30 - Kebakaran

68 8 23
                                    

Alis Sian terangkat begitu mendengar pertanyaan dari gadis di hadapannya. "Hm? Apakah itu urusanmu mengejarnya?"

Sungguh aneh. Anne merasakan ada sesuatu yang begitu janggal. Kemudian setelahnya, gadis itu pun menyadari, Sian berbicara dengan sebutan 'anak ini' dan imbuhan '-nya' serta '-mu' untuk memanggil dirinya sendiri. Bukankah cara berbicara transformasi Legendarian dari Madam Empress Amy bahkan tidak seperti itu?

"Ke-kesampingkan hal itu! Aku sudah menangkap basah dirimu, dasar pencuri! Di mana kau menyembunyikan harta para warga?!" tuduh Anne dengan membara.

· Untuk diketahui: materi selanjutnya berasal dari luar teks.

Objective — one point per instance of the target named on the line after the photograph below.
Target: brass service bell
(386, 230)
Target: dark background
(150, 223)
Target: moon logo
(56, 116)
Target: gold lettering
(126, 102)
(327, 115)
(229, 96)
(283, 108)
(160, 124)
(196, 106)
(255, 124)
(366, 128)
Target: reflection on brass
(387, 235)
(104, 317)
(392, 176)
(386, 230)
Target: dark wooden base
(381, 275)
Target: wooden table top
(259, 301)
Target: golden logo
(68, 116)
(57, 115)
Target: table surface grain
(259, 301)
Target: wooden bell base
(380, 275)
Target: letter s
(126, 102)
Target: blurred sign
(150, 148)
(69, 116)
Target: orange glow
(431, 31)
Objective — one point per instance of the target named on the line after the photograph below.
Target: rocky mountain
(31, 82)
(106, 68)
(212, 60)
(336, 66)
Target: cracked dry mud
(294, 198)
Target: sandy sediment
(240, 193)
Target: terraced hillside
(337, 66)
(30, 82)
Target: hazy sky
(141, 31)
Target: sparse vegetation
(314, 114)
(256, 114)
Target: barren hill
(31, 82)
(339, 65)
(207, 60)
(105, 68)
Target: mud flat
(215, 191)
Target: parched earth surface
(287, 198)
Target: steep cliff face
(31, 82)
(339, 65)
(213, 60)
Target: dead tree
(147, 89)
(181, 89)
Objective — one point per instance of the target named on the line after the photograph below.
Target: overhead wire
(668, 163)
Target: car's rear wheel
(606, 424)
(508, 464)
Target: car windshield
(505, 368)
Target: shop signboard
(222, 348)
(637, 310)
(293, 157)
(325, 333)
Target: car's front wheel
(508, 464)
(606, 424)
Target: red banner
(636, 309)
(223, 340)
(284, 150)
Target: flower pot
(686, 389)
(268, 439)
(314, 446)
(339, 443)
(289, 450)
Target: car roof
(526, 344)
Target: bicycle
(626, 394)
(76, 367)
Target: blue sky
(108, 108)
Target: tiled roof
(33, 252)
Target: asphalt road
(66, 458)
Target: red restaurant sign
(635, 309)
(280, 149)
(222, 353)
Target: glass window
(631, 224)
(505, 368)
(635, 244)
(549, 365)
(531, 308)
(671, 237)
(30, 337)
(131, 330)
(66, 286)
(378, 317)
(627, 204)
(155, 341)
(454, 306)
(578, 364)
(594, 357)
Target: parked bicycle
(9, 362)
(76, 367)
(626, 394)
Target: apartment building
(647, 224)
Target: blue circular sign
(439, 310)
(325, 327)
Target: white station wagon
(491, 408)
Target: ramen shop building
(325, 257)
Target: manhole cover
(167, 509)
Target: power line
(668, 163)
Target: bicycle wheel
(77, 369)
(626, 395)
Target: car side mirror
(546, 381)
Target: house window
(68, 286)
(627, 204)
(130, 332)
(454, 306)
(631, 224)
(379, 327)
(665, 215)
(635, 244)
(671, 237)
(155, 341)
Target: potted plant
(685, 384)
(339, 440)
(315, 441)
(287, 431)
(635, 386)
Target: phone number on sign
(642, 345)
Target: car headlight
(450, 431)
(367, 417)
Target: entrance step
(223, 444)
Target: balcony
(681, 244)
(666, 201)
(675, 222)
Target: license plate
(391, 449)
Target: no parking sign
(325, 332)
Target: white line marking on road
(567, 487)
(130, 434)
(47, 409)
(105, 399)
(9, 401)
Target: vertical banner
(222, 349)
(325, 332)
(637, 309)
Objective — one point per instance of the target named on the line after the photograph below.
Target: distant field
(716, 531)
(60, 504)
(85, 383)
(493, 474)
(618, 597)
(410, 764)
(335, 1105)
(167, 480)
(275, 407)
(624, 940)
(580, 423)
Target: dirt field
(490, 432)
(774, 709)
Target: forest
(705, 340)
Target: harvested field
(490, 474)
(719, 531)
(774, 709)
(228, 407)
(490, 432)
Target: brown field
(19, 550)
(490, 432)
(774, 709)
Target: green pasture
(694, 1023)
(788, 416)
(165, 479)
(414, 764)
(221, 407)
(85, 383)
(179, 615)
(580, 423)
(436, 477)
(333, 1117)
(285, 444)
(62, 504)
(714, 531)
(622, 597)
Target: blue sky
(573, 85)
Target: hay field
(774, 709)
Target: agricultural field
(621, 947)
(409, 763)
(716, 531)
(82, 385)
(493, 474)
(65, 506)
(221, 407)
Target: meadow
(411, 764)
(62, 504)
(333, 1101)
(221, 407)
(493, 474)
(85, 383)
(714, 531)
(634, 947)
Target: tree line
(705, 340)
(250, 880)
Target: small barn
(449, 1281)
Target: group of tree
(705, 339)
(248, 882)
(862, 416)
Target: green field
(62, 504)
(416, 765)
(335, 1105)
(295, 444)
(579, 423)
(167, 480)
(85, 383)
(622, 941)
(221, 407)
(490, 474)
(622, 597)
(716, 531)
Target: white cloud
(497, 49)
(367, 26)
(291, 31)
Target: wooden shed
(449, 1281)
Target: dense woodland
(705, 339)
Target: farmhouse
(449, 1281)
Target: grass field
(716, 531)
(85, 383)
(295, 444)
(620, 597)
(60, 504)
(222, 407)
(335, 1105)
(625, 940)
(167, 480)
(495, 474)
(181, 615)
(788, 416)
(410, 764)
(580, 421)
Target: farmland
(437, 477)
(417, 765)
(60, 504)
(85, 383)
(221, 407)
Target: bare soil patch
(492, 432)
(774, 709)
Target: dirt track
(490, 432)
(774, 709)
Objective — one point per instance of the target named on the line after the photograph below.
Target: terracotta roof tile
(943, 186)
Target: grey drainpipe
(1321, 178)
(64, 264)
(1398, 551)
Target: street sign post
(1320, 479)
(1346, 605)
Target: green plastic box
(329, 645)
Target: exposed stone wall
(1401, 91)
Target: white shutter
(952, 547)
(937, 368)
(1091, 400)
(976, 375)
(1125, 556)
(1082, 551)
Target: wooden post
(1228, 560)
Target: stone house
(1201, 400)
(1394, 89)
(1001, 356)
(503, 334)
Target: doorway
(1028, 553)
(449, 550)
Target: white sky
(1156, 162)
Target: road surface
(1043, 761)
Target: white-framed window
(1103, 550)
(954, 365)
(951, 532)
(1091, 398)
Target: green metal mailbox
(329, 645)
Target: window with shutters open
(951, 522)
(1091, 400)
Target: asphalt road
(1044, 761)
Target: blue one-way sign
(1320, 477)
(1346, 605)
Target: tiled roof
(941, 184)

Diambilnya sebuah amunisi anak panah dari dalam tas. "Perto magnesius!"

"Jadi, kau ingin menggunakan kekerasan?" tanya Sian. Dua sudut mulutnya membentuk seringai, membuat bulu kuduk Anne lantas bergidik ngeri.

"Faero laiten."

Belum sempat sang Honesto Archer merapalkan mantra, tangan Sian sudah terangkat lebih dulu ke arahnya dan dalam satu kedipan mata, sebuah bola api menampakkan diri dari telapak tangan lelaki itu. Semakin berkobar, begitu dilepaskan dari tangan miliknya, Anne gemetar takut lantaran bola api tersebut menimbulkan efek ledakan tepat pada dinding raksasa di belakangnya.

Kini, dinding tersebut menyisakan sebuah cekungan besar nan hangus dengan berhias retakan pada sisinya yang kian melebar.

Jadi ini kekuatan dari seorang Legendarian? Bola api itu, Anne yakin pasti memerlukan waktu yang sangat lama untuk bisa menguasai sihirnya. Sekali pun oleh Honesto Nature.

"Kenapa? Kau takut? Angkat anak panahmu dan cepat se—"

Kalimat Sian terpotong, kedua tangan lelaki itu spontan menggenggam erat tanduk di kepalanya. Anne melihat bentuk pemberontakan di sana berkat gelengan kuat yang kemudian Sian lakukan.

Benar saja. Setelahnya, si pemanah dapat mendengar sebuah seruan terlontar, "La-lari! Pergi dari sini! Argh, kumohon berhenti! Aku tidak ingin membunuh siapa pun!"

Untuk beberapa saat, Anne terpaku. Itu barulah suara Sian yang ia kenal. Suara sebelumnya—meskipun terdengar sama persis—tapi bukan milik lelaki itu, dia sangat yakin.

Tidak menyia-nyiakan kesempatan yang telah diberikan, Anne segera memasang kakinya tegak kembali untuk berlari dengan kecepatan penuh. Ketahuan oleh para warga pemegang obor dan cambukan yang sedang mencari harta mereka bukan lagi hal yang ditakutkan oleh gadis itu sekarang. Dia jauh lebih takut pada kekuatan sihir yang dikuasai oleh transformasi Legendarian milik Sian. Sangat takut.

Namun, sambil berlari menuju ke gerbang belakang desa, isi pikirannya masih terus mempertanyakan, mengapa transformasi dari Legendarian Sian begitu aneh? Seolah ada dua orang berbeda yang terus berlawanan memaksa untuk saling muncul ke permukaan di dalam dirinya.

Napas Anne memburu lantaran sudah berlari cukup lama, tetapi akhirnya ia bisa melihat penampakkan dua tembok raksasa yang saling mengapit dengan celah di tengahnya. Gerbang belakang desa—tanpa pintu dan penjagaan itu—kini terpampang jelas, memperlihatkan lebat dan gelapnya hutan di luar sana.

"Demiosi!" Sekali lagi, gadis itu mengucap mantra tembus pandang miliknya. Harap cemas agar sihir yang dia kuasai ini mampu bertahan lama sampai dirinya bisa menyusun rencana untuk menyerang balik Sian.

Karena kalau lelaki itu tidak dilemahkan, Anne yakin Sian akan terus mengejarnya entah sampai mana nanti.

Begitu sampai di area tujuan dan matanya disuguhkan dengan banyak pepohonan yang menjulang tinggi, sebuah ide kemudian terlintas dalam benaknya. Ia ingat malam pertama perburuan di istana, di mana dirinya hampir saja mati terkena serangan dari Rusa Ferox.